Lorsque j'étais simplement en train de me détendre, il se sentait encore plus justifié à venir prendre mon temps.

Lorsque je rentrais fatiguée après une longue journée de travail, il fallait encore que je l'écoute. Pas nécessairement activement - il se contentait de mon silence - mais attentivement. A. percevait la moindre fluctuation de mon attention - un regard flottant, un bâillement réprimé, lorsqu'à bout de fatigue, tombant de sommeil, je n'arrivais vraiment plus à me concentrer sur ce qu'il disait - et alors se fâchait, m'accusait sèchement de ne pas l'écouter, de ne pas m'intéresser à lui.

Il fallait que je l'écoute revenir pour la centième fois sur les mêmes problèmes, me demander des conseils qu'il ne suivrait pas, développer en spirale des pensées négatives sur n'importe quoi - sa vie, la mienne, ses amis, mes amis, sa famille, ma famille - échafauder des projets faramineux pour lesquels il aurait besoin que je lui promette mon aide et mon investissement total mais dont je savais qu'il ne les commencerait jamais.

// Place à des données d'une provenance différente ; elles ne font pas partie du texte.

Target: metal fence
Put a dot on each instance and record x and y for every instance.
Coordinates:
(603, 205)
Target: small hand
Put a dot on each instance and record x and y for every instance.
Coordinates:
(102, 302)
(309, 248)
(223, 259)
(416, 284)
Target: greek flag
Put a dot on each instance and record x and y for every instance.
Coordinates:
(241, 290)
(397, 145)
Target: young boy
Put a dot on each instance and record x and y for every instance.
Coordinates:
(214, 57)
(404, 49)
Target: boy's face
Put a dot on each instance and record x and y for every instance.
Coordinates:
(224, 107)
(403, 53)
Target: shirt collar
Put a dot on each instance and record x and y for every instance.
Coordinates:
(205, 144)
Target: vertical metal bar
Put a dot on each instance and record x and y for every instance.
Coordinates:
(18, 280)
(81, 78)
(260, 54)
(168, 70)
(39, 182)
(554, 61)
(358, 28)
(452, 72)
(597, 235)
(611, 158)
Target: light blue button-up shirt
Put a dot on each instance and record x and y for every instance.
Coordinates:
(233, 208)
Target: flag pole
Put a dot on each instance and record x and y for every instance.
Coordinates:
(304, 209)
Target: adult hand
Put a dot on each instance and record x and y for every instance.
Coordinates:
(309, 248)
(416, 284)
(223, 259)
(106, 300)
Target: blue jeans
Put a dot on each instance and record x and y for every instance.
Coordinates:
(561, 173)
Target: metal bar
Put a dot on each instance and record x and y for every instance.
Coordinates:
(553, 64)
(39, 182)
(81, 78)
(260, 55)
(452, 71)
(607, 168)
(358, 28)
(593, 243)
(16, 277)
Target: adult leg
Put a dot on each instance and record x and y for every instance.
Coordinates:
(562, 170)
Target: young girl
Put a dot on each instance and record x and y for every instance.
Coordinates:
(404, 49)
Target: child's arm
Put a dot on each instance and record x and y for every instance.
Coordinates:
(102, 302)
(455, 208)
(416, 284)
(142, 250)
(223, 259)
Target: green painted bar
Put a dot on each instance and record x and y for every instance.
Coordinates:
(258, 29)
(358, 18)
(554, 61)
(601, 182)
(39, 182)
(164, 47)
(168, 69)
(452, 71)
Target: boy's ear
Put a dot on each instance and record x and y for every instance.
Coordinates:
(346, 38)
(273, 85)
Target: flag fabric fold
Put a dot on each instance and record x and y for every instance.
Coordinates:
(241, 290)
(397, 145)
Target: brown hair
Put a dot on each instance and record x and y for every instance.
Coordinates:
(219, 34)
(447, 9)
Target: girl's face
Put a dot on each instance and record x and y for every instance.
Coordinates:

Toujours, si j'avais autre chose à faire que l'écouter, j'étais un monstre et j'étais responsable de ce qui n'allait pas dans notre relation.

Depuis deux mois j'apprends, petit à petit, à me réapproprier mon espace mental. Deux mois contre huit ans. On ne défait pas si facilement les habitudes. A présent je vis seule mais c'est comme si mon esprit était encore en permanence occupé, dérangé. ça va prendre un peu de temps, je pense, pour que cet espace transformé en hall de gare redevienne une chambre à soi.